Landing your own late-night talk show is always the best revenge. ""Vibe,'' a nightly talk-variety program and planned expansion of his urban-youth-culture magazine of the same name, is Q's latest jook joint. He's the executive producer; young comic Chris Spencer is the host. ""It's been a void out there in late-night after Arsenio Hall left [in 1994],'' says Jones. Now ""Vibe'' and another nightly talkfest, hosted by actor/comedian Keenen Ivory Wayans, want to bring back some ""flava'' to the after-hours. Making their debuts last week, both featured hip hip-hop guests, including male supermodel Tyson, hard-core rappers Bone Thugs-N-Harmony and other performers who've never been seen in late-night.
Spokespersons for both Letterman and Leno said that they are diverse in their bookings, citing recent appearances by gospel hot-shot Kirk Franklin and rapper Puff Daddy. But ""Vibe'' executive producer Daniel Kellison, who once worked for Letterman, says his former boss and Jay Leno are more likely to book guests who fit their own profiles - white, middle-aged men. ""The bottom line is David likes ZZ Top and groups like that,'' said Kellison. ""That's what's comfortable for him and that audience. The same is true for Leno, so you are not going to see a big departure from those guys.''
Ratings were close between the new rival shows. ""Keenen'' even tied ""Letterman'' its first night out, though ""Vibe'' is shaping up as the classier show.
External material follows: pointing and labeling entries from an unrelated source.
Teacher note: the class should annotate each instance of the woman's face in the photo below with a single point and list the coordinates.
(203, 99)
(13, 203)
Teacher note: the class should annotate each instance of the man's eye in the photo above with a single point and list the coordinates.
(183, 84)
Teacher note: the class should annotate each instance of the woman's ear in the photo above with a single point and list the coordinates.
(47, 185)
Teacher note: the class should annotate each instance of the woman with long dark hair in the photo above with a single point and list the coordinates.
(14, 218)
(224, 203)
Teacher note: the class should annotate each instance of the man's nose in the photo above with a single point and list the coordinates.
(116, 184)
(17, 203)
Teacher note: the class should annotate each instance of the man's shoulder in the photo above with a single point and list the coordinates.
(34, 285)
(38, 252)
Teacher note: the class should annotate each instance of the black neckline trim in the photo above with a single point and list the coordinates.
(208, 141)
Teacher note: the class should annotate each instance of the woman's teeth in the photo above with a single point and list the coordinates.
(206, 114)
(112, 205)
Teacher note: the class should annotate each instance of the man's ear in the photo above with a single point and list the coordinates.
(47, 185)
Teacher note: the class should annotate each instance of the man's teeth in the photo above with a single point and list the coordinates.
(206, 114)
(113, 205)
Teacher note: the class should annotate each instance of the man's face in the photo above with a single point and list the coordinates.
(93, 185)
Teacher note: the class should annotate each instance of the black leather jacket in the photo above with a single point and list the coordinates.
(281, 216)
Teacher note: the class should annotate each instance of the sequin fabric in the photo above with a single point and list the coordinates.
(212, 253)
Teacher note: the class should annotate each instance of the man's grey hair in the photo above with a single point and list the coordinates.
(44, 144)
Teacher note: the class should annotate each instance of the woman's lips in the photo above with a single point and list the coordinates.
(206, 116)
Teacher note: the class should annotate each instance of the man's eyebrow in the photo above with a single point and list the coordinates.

Opening-week jitters were apparent. Wayans's comedy sketches are naturally funny, but his enough-about-you interviewing technique needs work. And some of his wardrobe choices are deeply wrong: one black ""pleather'' get-up looked like a skintight Hefty bag.
No doubt Magic Johnson is watching the Keenen-Quincy competition with interest: his late-night entry, ""The Magic Hour,'' jumps into the fray early next year. We know he's too hip to wear a Hefty bag.